The query text reads:
INSERT INTO dbo.BigColumn (ForU) VALUES (@forU)
Taking a look at that table definition, the ForU
column is a nvarchar(max)
data type.
The application
Here’s the code that caused this unfortunate situation:
var oneGigString = new string('a', 536870912);
using var connection = new SqlConnection(
@"Data Source=.\SQL2017;Database=LargeObjectTest;Integrated Security=SSPI;Application Name=LargeObjectParamTest");
using var command = new SqlCommand(
"INSERT INTO dbo.BigColumn (ForU) VALUES (@forU)", connection);
var forU = command.Parameters.Add("@forU", SqlDbType.NVarChar, int.MaxValue);
forU.Value = oneGigString;
connection.Open();
command.ExecuteNonQuery();
connection.Close();
The code creates a unicode string of half a billion “a”s, then inserts that into the nvarchar(max)
column. At two bytes per character for the nvarchar
data type, this results in needing 1 GB of storage.
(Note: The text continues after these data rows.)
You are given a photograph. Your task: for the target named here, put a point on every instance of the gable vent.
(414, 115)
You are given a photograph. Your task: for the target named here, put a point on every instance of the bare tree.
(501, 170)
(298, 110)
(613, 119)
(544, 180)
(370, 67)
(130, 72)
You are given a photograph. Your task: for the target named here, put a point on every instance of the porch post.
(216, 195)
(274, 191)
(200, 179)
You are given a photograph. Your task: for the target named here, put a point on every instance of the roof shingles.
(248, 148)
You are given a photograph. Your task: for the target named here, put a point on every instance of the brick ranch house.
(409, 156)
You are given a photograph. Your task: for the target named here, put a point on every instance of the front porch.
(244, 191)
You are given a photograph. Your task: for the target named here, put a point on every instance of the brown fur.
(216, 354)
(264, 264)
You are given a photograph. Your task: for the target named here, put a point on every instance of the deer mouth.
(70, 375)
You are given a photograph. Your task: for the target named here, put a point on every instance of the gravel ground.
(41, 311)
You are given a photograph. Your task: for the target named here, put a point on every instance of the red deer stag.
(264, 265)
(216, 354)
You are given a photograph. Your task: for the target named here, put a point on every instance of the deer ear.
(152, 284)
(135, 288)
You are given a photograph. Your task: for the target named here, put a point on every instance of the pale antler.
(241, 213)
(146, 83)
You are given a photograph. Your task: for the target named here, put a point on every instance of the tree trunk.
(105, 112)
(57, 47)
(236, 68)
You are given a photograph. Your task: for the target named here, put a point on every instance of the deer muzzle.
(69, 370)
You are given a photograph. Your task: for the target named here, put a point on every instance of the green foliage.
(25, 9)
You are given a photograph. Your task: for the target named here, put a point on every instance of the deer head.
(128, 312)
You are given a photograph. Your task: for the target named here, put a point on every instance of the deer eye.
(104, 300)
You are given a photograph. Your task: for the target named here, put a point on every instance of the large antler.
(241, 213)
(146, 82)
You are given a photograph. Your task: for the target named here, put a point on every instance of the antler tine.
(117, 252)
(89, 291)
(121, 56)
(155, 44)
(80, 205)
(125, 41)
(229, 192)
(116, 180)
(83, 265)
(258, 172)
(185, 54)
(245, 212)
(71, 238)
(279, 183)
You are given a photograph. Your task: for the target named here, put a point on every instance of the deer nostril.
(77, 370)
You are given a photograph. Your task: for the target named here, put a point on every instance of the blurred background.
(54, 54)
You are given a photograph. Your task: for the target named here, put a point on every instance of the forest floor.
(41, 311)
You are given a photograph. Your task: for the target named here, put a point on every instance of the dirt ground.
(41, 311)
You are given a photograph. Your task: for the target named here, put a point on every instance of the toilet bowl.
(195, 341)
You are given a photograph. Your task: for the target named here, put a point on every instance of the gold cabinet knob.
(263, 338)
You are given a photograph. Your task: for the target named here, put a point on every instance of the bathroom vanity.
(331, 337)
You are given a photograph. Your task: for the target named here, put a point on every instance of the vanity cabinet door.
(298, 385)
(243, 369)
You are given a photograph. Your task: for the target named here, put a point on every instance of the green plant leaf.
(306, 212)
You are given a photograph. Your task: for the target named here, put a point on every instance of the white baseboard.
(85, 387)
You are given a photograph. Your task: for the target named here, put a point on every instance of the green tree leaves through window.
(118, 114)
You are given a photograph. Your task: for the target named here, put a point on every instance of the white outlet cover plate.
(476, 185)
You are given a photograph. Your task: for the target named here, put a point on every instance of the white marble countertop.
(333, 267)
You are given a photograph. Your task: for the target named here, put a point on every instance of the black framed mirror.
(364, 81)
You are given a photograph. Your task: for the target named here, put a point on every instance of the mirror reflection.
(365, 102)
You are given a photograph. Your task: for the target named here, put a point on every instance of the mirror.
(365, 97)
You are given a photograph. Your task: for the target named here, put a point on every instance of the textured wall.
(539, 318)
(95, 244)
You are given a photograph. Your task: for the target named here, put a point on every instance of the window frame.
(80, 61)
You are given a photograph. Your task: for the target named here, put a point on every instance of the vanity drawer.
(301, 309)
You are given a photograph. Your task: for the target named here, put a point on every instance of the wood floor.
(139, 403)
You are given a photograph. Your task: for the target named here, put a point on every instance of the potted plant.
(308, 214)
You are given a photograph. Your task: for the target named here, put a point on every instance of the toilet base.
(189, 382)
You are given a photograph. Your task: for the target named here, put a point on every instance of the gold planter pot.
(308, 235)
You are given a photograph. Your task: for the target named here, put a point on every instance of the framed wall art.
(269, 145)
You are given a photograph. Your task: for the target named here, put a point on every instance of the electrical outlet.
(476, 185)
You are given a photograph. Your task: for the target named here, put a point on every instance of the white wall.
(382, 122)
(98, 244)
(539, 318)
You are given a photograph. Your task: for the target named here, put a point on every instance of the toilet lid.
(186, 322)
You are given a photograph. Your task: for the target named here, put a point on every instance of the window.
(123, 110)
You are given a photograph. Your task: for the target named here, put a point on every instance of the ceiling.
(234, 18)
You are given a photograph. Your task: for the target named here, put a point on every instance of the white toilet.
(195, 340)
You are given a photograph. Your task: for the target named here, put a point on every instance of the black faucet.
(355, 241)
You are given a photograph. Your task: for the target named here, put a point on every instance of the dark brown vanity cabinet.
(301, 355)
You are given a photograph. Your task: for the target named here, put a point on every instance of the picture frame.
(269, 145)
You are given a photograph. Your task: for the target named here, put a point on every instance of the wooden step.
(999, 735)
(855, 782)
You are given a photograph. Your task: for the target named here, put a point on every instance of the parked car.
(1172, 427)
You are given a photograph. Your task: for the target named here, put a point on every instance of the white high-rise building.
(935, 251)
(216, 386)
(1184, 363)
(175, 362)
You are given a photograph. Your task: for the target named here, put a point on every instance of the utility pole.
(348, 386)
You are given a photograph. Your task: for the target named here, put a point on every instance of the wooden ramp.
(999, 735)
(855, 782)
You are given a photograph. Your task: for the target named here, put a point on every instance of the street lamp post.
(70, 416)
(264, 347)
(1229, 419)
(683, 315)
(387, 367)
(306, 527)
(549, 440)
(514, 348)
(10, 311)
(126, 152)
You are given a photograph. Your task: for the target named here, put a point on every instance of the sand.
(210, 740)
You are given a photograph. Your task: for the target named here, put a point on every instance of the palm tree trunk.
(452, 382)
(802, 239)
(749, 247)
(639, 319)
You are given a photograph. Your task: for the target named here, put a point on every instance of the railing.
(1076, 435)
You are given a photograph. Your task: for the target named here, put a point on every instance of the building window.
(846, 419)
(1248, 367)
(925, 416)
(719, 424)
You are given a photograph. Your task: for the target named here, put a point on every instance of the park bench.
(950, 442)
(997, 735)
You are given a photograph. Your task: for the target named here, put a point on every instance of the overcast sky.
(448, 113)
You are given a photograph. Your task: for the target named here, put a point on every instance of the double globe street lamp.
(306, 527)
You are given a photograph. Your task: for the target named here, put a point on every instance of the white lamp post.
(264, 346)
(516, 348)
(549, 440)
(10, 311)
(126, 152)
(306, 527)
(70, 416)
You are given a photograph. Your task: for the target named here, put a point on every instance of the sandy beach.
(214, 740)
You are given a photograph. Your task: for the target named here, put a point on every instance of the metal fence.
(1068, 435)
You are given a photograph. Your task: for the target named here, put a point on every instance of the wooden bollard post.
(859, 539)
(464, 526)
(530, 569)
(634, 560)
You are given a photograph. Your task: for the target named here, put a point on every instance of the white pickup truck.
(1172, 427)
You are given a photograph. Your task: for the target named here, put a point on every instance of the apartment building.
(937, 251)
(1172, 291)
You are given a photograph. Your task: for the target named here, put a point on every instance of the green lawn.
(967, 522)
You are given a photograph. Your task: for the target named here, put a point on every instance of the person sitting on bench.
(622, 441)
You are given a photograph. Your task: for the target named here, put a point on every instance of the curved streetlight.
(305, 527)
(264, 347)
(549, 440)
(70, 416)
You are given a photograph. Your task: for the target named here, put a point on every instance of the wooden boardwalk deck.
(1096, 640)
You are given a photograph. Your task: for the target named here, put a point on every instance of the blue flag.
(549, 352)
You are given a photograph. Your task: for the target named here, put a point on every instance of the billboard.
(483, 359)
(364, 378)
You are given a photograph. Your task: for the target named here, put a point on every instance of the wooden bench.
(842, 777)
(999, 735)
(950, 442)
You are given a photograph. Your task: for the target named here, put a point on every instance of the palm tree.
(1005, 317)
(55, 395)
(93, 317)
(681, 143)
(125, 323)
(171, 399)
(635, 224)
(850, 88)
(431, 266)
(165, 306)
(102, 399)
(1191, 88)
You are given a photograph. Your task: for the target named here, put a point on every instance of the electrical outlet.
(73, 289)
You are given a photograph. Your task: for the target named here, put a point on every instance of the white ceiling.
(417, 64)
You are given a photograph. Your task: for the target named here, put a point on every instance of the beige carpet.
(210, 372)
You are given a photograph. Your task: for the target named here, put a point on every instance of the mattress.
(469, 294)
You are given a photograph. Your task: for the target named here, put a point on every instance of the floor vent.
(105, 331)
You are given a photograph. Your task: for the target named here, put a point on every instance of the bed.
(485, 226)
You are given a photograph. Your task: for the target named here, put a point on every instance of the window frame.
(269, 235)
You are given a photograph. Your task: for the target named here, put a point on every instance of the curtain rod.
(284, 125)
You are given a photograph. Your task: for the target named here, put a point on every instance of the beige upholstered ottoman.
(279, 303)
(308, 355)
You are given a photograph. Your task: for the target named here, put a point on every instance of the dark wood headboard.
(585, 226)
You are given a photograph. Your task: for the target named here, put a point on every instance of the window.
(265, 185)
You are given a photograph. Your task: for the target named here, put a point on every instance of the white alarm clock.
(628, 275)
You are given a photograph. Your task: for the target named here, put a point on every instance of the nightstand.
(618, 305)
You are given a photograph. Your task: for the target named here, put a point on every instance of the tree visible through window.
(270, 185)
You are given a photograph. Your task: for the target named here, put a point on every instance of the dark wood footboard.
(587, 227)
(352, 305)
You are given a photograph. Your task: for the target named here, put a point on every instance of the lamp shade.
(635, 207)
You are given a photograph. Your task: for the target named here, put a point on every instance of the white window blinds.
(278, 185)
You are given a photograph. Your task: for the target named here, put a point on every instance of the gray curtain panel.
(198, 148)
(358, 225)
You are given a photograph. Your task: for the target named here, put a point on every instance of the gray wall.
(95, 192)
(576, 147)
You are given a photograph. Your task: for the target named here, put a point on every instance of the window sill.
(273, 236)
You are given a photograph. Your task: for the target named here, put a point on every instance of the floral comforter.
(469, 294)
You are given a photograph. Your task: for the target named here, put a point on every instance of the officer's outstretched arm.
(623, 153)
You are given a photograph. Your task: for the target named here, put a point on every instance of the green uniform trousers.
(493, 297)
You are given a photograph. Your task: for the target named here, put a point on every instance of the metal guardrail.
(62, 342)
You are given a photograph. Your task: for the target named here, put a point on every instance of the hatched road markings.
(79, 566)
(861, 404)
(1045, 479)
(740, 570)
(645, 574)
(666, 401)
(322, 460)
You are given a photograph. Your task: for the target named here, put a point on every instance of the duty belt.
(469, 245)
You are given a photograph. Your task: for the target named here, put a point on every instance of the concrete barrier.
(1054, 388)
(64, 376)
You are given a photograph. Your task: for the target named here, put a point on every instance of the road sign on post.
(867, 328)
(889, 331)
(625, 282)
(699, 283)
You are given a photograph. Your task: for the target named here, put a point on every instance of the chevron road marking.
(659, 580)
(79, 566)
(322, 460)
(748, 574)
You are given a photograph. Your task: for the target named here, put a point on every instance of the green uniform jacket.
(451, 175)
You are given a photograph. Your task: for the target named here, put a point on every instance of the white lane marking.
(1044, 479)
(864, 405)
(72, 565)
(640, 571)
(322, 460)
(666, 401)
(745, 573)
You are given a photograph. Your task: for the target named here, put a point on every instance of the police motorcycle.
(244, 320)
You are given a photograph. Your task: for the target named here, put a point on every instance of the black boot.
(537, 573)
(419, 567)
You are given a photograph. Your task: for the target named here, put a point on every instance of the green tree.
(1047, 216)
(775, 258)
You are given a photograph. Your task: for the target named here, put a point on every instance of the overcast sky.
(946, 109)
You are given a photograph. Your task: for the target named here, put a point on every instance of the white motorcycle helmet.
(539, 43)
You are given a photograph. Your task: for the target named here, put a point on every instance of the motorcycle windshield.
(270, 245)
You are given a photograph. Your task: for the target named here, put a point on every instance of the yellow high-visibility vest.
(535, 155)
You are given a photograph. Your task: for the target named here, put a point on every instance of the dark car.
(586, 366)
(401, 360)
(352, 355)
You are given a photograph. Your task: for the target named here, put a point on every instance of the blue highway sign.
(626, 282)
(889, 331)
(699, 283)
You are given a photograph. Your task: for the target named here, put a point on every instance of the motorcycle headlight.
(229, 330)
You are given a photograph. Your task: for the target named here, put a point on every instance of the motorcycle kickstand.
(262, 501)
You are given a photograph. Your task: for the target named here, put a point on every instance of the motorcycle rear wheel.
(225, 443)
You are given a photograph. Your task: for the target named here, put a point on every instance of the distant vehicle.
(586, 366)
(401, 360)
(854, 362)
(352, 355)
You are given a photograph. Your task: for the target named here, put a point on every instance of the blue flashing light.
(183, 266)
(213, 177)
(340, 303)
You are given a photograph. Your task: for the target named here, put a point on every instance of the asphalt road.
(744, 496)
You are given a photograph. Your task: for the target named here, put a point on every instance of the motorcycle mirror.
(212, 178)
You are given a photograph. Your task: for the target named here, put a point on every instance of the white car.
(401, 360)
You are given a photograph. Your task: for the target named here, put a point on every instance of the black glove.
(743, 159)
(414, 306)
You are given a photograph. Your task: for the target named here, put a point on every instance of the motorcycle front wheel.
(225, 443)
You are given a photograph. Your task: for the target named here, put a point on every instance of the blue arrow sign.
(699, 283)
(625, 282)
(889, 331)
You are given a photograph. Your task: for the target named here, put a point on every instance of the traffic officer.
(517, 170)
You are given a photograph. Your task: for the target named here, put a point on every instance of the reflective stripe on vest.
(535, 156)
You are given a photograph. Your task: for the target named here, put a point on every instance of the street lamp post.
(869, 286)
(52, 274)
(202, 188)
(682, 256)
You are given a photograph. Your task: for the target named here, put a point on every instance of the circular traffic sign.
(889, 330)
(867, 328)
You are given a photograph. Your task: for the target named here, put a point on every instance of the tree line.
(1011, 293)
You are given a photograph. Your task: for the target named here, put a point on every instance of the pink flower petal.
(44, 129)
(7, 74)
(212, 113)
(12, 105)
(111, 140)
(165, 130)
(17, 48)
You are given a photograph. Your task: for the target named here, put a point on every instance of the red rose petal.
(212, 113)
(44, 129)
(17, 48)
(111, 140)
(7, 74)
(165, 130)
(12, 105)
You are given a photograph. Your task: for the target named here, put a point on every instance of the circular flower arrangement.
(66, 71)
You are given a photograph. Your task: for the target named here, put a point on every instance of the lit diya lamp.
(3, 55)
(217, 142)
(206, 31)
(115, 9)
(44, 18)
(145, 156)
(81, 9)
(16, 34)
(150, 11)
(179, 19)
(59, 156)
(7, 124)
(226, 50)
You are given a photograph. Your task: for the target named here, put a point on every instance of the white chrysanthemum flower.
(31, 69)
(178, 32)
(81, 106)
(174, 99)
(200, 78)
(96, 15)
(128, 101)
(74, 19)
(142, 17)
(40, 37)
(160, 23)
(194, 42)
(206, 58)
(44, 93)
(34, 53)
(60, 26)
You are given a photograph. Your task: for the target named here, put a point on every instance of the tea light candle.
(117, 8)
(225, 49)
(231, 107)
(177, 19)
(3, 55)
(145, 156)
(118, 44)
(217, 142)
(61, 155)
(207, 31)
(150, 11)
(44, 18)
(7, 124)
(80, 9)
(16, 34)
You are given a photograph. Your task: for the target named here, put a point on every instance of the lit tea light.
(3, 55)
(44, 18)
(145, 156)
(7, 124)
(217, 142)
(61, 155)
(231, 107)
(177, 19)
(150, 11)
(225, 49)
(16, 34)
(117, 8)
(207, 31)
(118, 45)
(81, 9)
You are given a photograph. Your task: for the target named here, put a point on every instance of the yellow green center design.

Because this is being passed as a parameter, SQL Server will use tempdb to temporarily store the data, per the documentation of the above mentioned DMV (emphasis is mine):
Internal objects are only in tempdb. The following objects are included in the internal object page counters:
- Work tables for cursor or spool operations and temporary large object (LOB) storage
- Work files for operations such as a hash join
- Sort runs
Before the insert query ever starts running, but after the connection (session) is established, the SQL Server driver for .NET streams the large object parameter value up to the tempdb database of the SQL Server instance.
In Real Life
Hopefully no one is doing…exactly this? But if you’re doing something more realistic with LOB data in SQL Server (JSON, XML, file uploads, arbitrary large text like blog posts, etc), then it helps to be aware of the way this works, and where / how you can see those tempdb allocations happening.
By the way, I should clarify that this isn’t a criticism of sp_WhoIsActive
. I love that procedure and use it all the time. For all I know there’s a really good reason not to show results like this (for instance, there’s no actual query running during the period where the LOB parameter is being uploaded to tempdb).